Blair is a professional Oboist and journalist. Having spent decades in NYC playing with the New York Philharmonic and other orchestras around town, including long stints in the pit of several Broadway musicals, Blair provides an entertaining view of her life as a classical musician. From sexual escapades, to rampant drug and alcohol use, near-poverty existence, and intense competition among musicians, Tindall doesn’t leave one stone unturned when it comes to describing her anything-but-glorious (albeit, at times, raucous and fun) life as an oboist. Musicians may look stunning on stage in their sophisticated black formal wear, but underneath Blair contends, they suffer from low wages; meager, if any, health and retirement benefits; repetitive use injuries resulting from endless hours of playing; and little camaraderie. In fact, when it comes to job satisfaction, Tindall reports that they rank among the worst, even lower than federal prison guards. At 40, faced with no future in the music world, and having no formal education to speak of, Tindall boldly returned to school to re-engineer her career.

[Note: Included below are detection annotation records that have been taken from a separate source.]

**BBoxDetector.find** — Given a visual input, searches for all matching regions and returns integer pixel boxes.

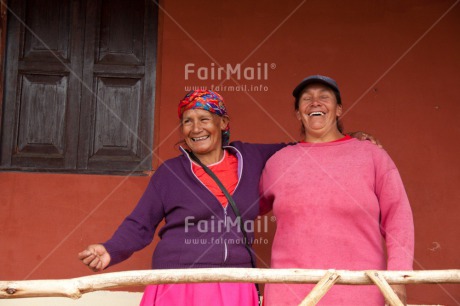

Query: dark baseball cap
[292,74,342,104]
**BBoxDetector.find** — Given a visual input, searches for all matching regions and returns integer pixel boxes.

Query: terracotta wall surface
[0,0,460,305]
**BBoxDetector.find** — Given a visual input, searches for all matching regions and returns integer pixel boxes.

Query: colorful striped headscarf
[178,89,230,146]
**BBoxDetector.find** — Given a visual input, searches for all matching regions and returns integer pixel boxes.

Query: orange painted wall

The memoir aspect of the book is shocking. But no where near as shocking as her revelations into the business side of classical music. This is where Tindall relies on her journalism expertise to reveal the ugly underbelly of the business. From the philanthropy that fed the system during the 1960s, to the impact of unions and the reliance on public monies to maintain their existence in the 80s and 90s — it is not a pretty picture for the world of classical music. More recently, with the advent of CDs, the proliferation of classical music has flooded the market causing supply to far outpace demand. This combined with the impact of synthesizers on reducing the number of musicians required for studio gigs, continues to diminish opportunities in the world of classical music. Tindall warns all young musicians to think long and hard before embarking on a career in this field. Too many musicians are already chasing too few gigs, in an environment that is notorious for its dissatisfied constituents.
It is definitely an interesting look at the world of classical music from both a personal and business perspective. But beware: the unending references to Tindall’s sexual prowess used to accomplish her musical aspirations does get a bit tiring. And it is important to remember that this is only one person’s experience. Not every classical musician relies on drugs or sex to achieve special favors in the form of gigs or position within an orchestra. But that wouldn’t be exciting enough to generate a book, or a wildly successful series under the same title, on Amazon (which I also recommend).